St. Edward’s remaining argument is that substantial evidence does not support the Commission’s award of temporary total disability benefits from March 4, 2010, through November 18, 2010. St. Edward argues that because the treatment by Dr. Johnson was unauthorized due to noncompliance with the change-of-physician rules, and because the surgery was not causally related to the compensable injury, no corresponding disability benefits should have been awarded. Alternatively, St. Edward contends that any temporary total disability benefits should have lasted only from March 4, 2010, through May 20, 2010, when Dr. Johnson released Ms. Chrisman to work with restrictions. To receive temporary total disability benefits, a claimant must prove that she was within her healing period and that she was totally incapacitated from earning wages. Hickman v. Kellogg, Brown & Root, 372 Ark. 501, 277 S.W.3d 591 (2008). St. Edward submits that Ms. Chrisman was not totally incapable of earning wages after May 20, 2010, and that her testimony to the contrary was not substantial.
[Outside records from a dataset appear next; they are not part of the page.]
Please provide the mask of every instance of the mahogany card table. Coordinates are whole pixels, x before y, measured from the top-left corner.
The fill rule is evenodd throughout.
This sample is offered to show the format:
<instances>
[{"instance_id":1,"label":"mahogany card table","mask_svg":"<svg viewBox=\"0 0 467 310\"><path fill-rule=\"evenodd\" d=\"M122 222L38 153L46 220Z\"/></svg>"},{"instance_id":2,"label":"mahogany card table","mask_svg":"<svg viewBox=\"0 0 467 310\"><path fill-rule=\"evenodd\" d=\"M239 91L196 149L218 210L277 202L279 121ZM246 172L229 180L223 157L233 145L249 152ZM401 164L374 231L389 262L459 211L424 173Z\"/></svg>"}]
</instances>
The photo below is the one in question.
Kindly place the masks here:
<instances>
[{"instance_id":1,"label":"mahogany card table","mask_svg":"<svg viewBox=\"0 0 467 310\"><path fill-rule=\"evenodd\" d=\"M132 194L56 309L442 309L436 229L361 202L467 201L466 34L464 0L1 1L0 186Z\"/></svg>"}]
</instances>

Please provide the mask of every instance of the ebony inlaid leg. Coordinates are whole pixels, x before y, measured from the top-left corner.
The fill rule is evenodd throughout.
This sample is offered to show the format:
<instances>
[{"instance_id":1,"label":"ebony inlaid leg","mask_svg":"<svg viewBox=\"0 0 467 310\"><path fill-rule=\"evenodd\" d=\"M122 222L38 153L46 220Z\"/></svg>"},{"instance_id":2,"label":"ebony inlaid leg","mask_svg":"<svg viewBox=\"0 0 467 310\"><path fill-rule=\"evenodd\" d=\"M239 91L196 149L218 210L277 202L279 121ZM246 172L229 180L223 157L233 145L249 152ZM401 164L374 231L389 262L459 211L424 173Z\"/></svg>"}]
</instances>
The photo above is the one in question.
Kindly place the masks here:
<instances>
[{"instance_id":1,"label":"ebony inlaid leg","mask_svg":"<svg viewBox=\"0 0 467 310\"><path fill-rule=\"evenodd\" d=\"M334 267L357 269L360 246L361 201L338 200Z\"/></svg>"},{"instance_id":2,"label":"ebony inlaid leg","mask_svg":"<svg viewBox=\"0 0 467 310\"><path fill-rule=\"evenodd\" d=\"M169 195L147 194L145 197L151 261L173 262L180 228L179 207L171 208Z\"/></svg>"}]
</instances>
We hold that substantial evidence supports the Commission’s award of temporary total disability benefits from March 4, 2010, through November 18, 2010. Because we have affirmed the Commission’s award of additional medical treatment, we similarly affirm the temporary total disability benefits associated with that treatment. We recognize that on May 11g20, 2010, Dr. Johnson released Ms. Chrisman to work with the restriction of lifting no more than twenty pounds. However, the Commission specifically found credible Ms. *178Chrisman’s testimony that she was physically unable to work from March 4, 2010, to November 18, 2010, and we are bound by its credibility determination.

Affirmed.

VAUGHT, C.J., and ABRAMSON, J., agree.